João Batista Nogueira Júnior nasceu em 1941 e cresceu vendo o pai nesse círculo entre Pixinguinha, Noel Rosa, Jacob do Bandolim… Sim, o velho era bamba nas noites do Méier e o filho Joãozinho herdaria o legado. Tinha o pai como ídolo e mentor mas amargaria o fio da navalha aos 11 anos. Não demorou: seguindo o ritmo do velho, quatro anos depois o garoto já compunha e vivia o samba no bloco carnavalesco Labareda do Méier, onde seria projetado à vida artística.

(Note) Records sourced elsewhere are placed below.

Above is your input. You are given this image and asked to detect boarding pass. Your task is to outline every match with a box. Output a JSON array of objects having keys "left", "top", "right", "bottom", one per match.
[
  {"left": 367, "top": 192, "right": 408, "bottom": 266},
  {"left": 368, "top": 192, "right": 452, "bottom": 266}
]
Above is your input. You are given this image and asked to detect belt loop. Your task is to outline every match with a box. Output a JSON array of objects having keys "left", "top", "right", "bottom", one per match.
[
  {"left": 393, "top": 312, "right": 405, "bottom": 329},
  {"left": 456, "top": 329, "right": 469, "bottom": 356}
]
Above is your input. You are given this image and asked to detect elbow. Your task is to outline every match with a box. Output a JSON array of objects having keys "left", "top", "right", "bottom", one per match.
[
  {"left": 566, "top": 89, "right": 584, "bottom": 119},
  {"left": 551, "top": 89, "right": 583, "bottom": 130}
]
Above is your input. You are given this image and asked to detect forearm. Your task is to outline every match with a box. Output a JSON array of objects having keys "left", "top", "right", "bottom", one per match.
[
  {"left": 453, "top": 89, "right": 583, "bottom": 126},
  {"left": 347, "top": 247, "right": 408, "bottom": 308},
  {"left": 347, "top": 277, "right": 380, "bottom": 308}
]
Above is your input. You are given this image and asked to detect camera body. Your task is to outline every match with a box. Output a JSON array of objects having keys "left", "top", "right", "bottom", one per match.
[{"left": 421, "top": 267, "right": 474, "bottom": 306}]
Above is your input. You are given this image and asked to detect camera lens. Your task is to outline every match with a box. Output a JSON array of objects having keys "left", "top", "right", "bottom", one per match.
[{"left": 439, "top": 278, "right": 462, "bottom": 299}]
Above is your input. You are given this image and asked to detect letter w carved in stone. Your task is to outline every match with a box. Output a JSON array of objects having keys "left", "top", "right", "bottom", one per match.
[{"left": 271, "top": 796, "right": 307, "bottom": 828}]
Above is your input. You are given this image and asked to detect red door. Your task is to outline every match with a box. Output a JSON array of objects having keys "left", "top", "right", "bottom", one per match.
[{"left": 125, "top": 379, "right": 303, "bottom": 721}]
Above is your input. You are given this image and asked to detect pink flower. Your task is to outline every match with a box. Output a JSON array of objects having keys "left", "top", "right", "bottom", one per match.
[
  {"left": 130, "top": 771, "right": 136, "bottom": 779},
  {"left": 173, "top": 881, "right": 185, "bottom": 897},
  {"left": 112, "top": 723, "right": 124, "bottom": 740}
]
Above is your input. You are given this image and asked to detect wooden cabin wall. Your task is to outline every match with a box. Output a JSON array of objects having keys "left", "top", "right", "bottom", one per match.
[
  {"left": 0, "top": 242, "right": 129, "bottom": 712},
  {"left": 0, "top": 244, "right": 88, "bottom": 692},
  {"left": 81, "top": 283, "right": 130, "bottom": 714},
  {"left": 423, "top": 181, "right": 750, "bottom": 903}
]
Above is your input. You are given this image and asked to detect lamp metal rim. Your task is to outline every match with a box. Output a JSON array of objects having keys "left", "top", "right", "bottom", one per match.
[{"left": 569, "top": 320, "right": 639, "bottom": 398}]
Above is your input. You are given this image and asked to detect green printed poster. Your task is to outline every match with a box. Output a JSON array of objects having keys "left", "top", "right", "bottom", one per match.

João Nogueira estava com 36 anos quando expôs as feridas abertas, dores contidas desde a morte do pai. Uma letra genial para falar da saudade, ‘Espelho’ tem mesmo acolhimento de divã por cantar reflexões atemporais. Olhar para a própria imagem e sentir o reflexo paterno, eis aí a pegada do sambista que revela o nervo traumático – meu medo maior é o espelho se quebrar.
Mas João Nogueira reagiria nesse divã musical ao cantar o futuro, o legado que deixaria – agora como pai, ele celebra os filhos em ‘Além do Espelho’ (1982), obra que dá sequência ao tema paterno de 1977. Então, ouvindo a primeira mas sabendo do complemento de quinze anos depois, o Dia dos Pais tem a conta fechada aqui.
Sobre a composição de João Nogueira, Espelho foi lançada pela EMI-Odeon em parceria com Paulo César Pinheiro, produtor do álbum: direção de Milton Miranda, arranjos de Geraldo Vespar e destaques para Dino Sete Cordas no violino, Luizão Maia no baixo, Wilson das Neves na batera.